Written By Mary C. Earle

Practice Note

Meditation: <listen>

So mortals ate the bread of angels;
He provided for them food enough.
—Psalm  78:25

When the Israelites found themselves in the wilderness of Sinai, God gave them a kind of bread called manna for food. The manna would last only for a day, and it appeared as frost on the ground. Food for the journey. Food for the day. Food that was sufficient for their needs.

I am one who likes to know I have enough food for several days, if not for a week—whether that is food for the table or food for the spirit. I have trouble believing that if I have food for one day, there will be food again the following day.

When our son Bryan was diagnosed with brain cancer, we learned to cherish food for the day. Initially, that food looked like good post operative reports. And then it began to look like diminished swelling and good response to radiation. Later it looked like Bryan’s happy participation in speech therapy and his steadily returning strength.

Then one day the cancer returned. We were in new territory. We had no map and we were completely out of hope, out of strategies to live with the cancer’s return. Bryan himself gave us the food, the manna that was enough. Later there would be days when we, his dear friends and family, gave him the manna. Food sufficient for the day. Bread of hope, bread of life, bread of love—shared and received as we all lived with illness.
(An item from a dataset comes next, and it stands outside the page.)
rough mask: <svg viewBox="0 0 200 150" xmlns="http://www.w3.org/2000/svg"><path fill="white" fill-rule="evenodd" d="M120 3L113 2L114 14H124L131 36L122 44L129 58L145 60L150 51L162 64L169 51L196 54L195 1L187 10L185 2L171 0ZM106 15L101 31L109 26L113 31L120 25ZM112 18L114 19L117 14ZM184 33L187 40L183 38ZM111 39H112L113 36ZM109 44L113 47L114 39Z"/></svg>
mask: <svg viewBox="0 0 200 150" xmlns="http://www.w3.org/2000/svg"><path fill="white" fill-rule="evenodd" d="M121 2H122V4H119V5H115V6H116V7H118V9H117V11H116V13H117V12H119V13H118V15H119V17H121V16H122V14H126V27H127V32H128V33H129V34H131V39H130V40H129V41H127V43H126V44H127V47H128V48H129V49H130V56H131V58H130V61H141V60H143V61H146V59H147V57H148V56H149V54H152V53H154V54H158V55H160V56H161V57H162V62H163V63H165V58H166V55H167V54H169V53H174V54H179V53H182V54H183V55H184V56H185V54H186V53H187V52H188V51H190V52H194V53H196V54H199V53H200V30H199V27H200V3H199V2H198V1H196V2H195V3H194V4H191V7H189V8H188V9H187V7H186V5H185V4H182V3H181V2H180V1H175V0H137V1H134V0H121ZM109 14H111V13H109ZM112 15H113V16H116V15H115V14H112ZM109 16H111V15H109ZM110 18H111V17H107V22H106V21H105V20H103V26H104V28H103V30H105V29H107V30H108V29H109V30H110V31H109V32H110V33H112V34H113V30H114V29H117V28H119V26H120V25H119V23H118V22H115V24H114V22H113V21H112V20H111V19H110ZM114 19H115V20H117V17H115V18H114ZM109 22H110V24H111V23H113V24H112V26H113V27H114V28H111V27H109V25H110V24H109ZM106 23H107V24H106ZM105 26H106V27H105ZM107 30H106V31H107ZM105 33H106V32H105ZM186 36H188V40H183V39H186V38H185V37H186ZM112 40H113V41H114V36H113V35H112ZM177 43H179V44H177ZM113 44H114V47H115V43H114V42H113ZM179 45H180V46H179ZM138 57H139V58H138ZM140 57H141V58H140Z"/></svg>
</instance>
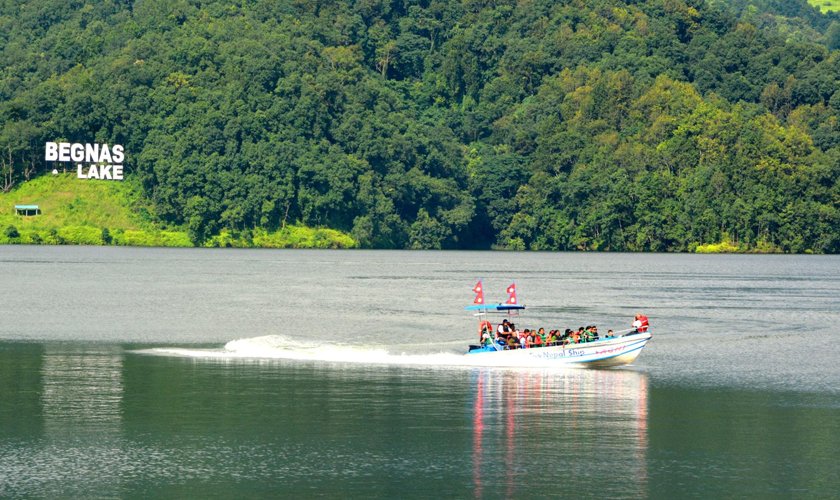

O Christ, You are our bread and our sustenance. Grant me the grace this day to receive the bread of life and the food of hope that you offer. And may I share this bread with those I meet along the way. Amen.

 

Practice: <listen>

What kind of “bread” do you need this day? Bread of friendship? Bread of solitude? Bread of reassurance? Bread of nutrition? Reflect on what kind of manna you need right now, in this present moment. Write a prayer asking for what you need, and also remembering all those who have that same need this day.


Reference Note: All  psalms are taken from the psalter in The Book of Common Prayer, 1979.